We will split the dataset into training and testing sets to train and evaluate our model.                     
**Explanation:** This section splits the dataset into features (X) and the target variable (y). We drop the Survived column from the feature set and assign it to the target variable. The train_test_split() function from sklearn.model_selection is then used to randomly split the dataset into training and testing sets, with 80% of the data used for training and 20% for testing (as specified by test_size=0.2). The random_state=42 parameter ensures that the results are reproducible.

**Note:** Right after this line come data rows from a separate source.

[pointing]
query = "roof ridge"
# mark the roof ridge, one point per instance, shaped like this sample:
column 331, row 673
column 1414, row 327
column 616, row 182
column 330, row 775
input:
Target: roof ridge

We check the shapes of the training and testing sets to verify the split.

In [6]:
from sklearn.model_selection import train_test_split

# Define feature set (X) and target (y)
X = encoded_data.drop('Survived', axis=1)
y = encoded_data['Survived']

# Splitting the dataset into training and testing sets
X_train, X_test, y_train, y_test = train_test_split(X, y, test_size=0.2, random_state=42)

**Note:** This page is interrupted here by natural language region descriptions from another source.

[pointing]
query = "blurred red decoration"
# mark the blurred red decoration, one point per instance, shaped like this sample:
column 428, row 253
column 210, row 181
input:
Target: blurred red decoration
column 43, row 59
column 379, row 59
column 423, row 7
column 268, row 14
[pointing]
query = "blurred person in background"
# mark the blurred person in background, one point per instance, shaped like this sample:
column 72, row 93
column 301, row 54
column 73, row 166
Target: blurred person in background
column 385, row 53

# Check the shape of training and testing sets
X_train.shape, X_test.shape
    

((334, 12), (84, 12))

## Converting Data to PyTorch Tensors


For training an ANN using PyTorch, we need to convert the dataset into tensors.                   
**Explanation:** In this final section, we convert the training data into PyTorch tensors, which are necessary for training the artificial neural network. We use the torch.tensor() function to create tensors from the NumPy arrays of the training features (X) and labels (y). The dtype parameters ensure that the data types are correctly set for processing. A TensorDataset is then created, which pairs the features with the labels, and a DataLoader is instantiated to manage batches of data. By setting batch_size=32, we ensure that the model receives data in manageable chunks during training, and shuffle=True randomizes the data order for better training efficiency. The loop iterates through the data_loader, and we print the shapes of the batches to confirm that the batching is done correctly.   

In [15]:
import torch
# Select features and target variable, fill NaN values
X = data[['Pclass', 'Age', 'SibSp', 'Parch', 'Fare']].fillna(0).values  # Fill NaNs with 0
y = data['Survived'].values  # Target variable
# Convert to PyTorch tensors
X_tensor = torch.tensor(X, dtype=torch.float32)  # Continuous features
y_tensor = torch.tensor(y, dtype=torch.long)  # Categorical labels
# Create TensorDataset
dataset = TensorDataset(X_tensor, y_tensor)
# Create DataLoader for batching
data_loader = DataLoader(dataset, batch_size=32, shuffle=True)
# Iterate through the DataLoader
for batch_X, batch_y in data_loader:
    print("Batch X shape:", batch_X.shape)  # Check the shape of features
    print("Batch Y shape:", batch_y.shape)  # Check the shape of labels
    break  # Break after the first batch for inspection



Batch X shape: torch.Size([32, 5])
Batch Y shape: torch.Size([32])


## Conclusion

In this tutorial, we explored the essential preprocessing techniques necessary for preparing datasets for Artificial Neural Networks (ANNs). We highlighted the importance of handling missing values, scaling features, and encoding categorical variables. By following these steps, we can ensure that our data is clean, consistent, and ready for training. Proper preprocessing plays a vital role in enhancing model performance, enabling the ANN to learn effectively from the data and achieve better results.